Imagine $X$ is a sample and we have a model $y = \alpha + \beta x$. We know that points $(x_1, ... ,x_n)$ from $X$ do not necessarily satisfy the equation, so we include $\epsilon _i$ error terms. Now we have better model $y = \alpha + \beta x + \epsilon$. We want to minimize the sum of the squared error terms, so we solve the following minimization problem:
$$ \min_{\alpha,\beta} \sum_{i=1}^{n} \epsilon_i^2 =\min_{\alpha,\beta} \sum_{i=1}^{n} (y_i - \alpha -\beta x_i)^2 $$
We call $\hat{\alpha}$ and $\hat{\beta}$ the solutions of the above optimization problem and now we have the best fitting model in terms of ordinary least square method.

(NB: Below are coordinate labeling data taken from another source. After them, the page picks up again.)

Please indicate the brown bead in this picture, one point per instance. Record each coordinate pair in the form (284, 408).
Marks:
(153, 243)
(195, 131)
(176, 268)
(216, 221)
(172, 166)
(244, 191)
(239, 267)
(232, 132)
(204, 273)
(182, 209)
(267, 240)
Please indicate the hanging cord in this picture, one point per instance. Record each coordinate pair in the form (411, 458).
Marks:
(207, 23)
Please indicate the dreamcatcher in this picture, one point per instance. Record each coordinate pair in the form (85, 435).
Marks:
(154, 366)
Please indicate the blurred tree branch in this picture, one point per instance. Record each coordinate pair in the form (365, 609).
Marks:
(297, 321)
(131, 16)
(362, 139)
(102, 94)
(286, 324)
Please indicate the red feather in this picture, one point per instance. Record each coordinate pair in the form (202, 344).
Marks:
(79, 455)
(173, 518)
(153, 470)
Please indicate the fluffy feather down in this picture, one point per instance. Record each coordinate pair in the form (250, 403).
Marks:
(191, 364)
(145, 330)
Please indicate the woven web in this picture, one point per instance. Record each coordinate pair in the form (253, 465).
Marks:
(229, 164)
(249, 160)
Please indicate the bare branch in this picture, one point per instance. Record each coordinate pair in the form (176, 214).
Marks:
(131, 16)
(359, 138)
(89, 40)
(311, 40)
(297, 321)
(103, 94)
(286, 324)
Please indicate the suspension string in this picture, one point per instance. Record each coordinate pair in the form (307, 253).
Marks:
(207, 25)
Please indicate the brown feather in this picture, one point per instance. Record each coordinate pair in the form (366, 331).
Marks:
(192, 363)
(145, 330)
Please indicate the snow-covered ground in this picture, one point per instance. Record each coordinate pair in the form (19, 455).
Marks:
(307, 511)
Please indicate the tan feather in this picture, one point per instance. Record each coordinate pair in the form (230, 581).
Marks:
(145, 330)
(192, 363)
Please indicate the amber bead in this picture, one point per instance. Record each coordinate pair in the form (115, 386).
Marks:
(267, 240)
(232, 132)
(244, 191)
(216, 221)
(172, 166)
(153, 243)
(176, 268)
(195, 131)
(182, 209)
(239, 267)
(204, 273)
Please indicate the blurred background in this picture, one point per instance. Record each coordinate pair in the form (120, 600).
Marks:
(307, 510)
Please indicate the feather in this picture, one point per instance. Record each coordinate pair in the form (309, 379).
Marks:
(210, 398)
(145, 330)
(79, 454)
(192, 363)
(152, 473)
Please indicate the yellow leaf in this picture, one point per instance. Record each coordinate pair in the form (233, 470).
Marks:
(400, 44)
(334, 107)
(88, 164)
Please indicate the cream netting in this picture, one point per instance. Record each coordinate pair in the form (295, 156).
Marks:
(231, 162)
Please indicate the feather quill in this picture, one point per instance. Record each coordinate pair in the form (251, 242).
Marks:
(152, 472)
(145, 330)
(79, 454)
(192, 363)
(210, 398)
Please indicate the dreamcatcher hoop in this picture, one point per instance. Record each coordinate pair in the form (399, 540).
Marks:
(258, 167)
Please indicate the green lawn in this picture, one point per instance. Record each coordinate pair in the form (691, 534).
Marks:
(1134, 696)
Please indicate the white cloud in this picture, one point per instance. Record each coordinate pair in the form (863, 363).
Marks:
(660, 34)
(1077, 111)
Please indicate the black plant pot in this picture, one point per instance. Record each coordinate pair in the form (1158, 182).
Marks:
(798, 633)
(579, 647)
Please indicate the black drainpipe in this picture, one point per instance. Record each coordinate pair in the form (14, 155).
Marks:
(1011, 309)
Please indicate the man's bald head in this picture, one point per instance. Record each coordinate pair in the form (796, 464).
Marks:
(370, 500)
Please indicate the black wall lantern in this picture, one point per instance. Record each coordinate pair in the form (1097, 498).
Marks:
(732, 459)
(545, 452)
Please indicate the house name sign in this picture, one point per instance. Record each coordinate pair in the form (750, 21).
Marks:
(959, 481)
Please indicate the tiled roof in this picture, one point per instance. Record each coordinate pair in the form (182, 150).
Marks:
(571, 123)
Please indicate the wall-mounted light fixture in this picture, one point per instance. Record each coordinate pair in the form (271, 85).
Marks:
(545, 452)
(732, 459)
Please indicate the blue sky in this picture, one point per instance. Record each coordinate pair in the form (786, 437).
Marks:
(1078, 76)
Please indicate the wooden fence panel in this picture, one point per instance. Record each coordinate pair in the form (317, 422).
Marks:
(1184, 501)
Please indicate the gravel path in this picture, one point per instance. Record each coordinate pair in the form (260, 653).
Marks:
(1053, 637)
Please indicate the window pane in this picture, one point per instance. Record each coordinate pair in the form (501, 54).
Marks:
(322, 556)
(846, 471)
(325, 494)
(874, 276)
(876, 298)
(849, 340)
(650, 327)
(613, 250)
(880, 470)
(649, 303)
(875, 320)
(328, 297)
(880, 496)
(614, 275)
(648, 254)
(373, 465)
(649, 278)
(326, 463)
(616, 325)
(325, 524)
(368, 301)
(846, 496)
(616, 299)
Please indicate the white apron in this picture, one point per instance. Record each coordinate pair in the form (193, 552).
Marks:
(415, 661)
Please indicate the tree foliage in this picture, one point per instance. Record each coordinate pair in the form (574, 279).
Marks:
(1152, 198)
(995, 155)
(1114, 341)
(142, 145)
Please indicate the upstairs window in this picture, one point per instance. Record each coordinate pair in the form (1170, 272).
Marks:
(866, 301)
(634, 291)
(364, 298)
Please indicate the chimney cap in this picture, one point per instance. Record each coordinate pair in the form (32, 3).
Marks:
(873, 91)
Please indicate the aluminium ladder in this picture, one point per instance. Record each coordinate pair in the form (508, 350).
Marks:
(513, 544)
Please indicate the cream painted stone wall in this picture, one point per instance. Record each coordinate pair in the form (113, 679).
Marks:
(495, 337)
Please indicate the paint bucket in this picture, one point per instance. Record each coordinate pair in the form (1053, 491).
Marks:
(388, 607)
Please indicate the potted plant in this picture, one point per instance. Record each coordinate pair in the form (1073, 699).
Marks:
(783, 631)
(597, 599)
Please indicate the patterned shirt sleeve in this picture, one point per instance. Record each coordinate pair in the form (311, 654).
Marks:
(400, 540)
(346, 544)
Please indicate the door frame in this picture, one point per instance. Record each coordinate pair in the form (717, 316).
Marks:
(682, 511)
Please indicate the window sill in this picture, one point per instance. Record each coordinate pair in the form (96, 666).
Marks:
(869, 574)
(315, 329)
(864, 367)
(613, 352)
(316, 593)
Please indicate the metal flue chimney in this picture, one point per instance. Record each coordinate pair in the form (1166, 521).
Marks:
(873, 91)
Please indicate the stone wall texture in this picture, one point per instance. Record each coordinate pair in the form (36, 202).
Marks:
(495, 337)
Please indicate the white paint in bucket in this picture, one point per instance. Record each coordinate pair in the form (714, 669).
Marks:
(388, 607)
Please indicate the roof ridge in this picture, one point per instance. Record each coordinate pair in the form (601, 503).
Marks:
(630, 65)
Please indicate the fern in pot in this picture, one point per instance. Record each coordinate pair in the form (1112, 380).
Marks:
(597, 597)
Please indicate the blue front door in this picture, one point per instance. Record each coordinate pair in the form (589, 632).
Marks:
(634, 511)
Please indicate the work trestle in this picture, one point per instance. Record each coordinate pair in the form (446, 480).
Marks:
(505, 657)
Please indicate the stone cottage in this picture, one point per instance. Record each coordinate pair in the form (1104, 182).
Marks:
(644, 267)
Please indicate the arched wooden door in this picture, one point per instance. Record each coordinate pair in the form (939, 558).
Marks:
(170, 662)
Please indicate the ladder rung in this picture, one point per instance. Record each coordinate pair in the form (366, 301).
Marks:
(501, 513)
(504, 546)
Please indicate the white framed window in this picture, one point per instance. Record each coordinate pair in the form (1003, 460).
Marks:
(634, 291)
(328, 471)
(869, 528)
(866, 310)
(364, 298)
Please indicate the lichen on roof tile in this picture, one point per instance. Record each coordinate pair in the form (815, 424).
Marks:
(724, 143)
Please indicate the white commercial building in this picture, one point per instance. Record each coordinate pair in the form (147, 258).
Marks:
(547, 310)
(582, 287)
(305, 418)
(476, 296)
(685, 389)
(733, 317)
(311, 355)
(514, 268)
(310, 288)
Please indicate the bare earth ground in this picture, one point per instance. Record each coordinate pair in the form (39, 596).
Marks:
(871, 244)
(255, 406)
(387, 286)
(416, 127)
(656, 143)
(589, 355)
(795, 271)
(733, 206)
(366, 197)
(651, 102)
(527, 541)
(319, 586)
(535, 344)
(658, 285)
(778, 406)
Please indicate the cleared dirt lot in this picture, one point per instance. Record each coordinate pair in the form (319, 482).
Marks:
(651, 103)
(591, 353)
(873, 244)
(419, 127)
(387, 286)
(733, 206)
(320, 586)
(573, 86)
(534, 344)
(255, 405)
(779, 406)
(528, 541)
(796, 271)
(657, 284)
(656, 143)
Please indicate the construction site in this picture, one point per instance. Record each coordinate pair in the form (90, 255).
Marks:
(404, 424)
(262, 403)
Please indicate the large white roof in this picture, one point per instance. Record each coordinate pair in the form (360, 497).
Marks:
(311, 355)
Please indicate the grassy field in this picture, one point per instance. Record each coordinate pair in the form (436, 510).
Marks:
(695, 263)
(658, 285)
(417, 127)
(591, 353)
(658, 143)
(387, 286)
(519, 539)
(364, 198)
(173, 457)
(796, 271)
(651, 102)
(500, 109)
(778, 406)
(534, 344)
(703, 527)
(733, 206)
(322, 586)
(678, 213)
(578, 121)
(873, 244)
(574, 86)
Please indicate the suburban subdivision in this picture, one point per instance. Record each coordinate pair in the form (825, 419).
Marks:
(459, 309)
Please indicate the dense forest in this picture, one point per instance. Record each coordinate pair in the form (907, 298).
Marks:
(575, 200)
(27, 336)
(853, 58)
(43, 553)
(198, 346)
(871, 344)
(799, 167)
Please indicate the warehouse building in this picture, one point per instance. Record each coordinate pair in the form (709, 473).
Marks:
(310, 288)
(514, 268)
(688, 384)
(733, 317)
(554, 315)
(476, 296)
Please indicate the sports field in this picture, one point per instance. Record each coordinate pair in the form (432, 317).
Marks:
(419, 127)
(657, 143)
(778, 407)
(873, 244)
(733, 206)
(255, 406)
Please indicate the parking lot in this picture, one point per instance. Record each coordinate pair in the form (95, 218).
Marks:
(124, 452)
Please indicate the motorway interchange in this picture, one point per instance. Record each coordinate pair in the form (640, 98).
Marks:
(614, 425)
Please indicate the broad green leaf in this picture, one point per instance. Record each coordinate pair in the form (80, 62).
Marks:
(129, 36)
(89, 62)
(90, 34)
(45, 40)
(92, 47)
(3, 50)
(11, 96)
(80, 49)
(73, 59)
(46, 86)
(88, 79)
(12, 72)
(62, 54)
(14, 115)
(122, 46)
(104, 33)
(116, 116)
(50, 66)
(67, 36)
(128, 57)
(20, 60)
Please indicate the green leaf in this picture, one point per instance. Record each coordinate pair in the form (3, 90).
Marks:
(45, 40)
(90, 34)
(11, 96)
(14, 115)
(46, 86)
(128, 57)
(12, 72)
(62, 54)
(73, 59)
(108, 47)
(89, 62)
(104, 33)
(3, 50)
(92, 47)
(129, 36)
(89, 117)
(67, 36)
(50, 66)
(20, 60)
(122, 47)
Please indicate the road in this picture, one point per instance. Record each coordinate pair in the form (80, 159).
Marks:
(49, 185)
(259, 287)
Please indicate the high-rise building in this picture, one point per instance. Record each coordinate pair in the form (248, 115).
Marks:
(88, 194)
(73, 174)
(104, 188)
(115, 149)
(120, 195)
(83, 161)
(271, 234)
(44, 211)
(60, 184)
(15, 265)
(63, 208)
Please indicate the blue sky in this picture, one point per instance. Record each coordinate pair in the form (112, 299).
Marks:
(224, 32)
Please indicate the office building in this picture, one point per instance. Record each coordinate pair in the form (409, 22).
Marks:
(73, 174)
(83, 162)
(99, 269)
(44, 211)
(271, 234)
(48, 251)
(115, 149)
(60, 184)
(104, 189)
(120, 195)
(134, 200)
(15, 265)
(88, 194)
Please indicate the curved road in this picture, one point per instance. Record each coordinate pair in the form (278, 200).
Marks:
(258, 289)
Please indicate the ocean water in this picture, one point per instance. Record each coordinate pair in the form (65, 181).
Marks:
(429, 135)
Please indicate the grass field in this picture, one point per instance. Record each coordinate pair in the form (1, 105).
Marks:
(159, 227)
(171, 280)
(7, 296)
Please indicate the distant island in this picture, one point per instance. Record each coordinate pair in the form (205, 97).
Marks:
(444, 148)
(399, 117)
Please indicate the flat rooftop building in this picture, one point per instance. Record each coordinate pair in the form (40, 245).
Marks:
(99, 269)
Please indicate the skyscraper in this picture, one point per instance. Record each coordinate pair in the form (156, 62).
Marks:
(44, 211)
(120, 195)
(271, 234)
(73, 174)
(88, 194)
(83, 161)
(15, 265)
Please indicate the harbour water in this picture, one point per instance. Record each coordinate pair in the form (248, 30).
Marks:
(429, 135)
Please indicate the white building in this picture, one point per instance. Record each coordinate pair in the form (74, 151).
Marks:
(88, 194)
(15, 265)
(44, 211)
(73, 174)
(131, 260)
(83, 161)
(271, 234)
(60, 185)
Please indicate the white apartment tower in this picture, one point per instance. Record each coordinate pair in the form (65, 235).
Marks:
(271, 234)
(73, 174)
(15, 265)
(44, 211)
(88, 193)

I could not solve this minimization problem myself, but I will believe the derivation from the following Wikipedia article.
It is obvious that the center of mass point $(\bar{x}, \bar{y})$ passes through the model line.
Now, it's time for another of my stupid questions: If we know that in the true model, $Y=0$, when $X=0$ (i.e. intercept term is zero), isn't it very easy to create the model by just connecting the origin $(0,0)$ with $(\bar{x}, \bar{y})$?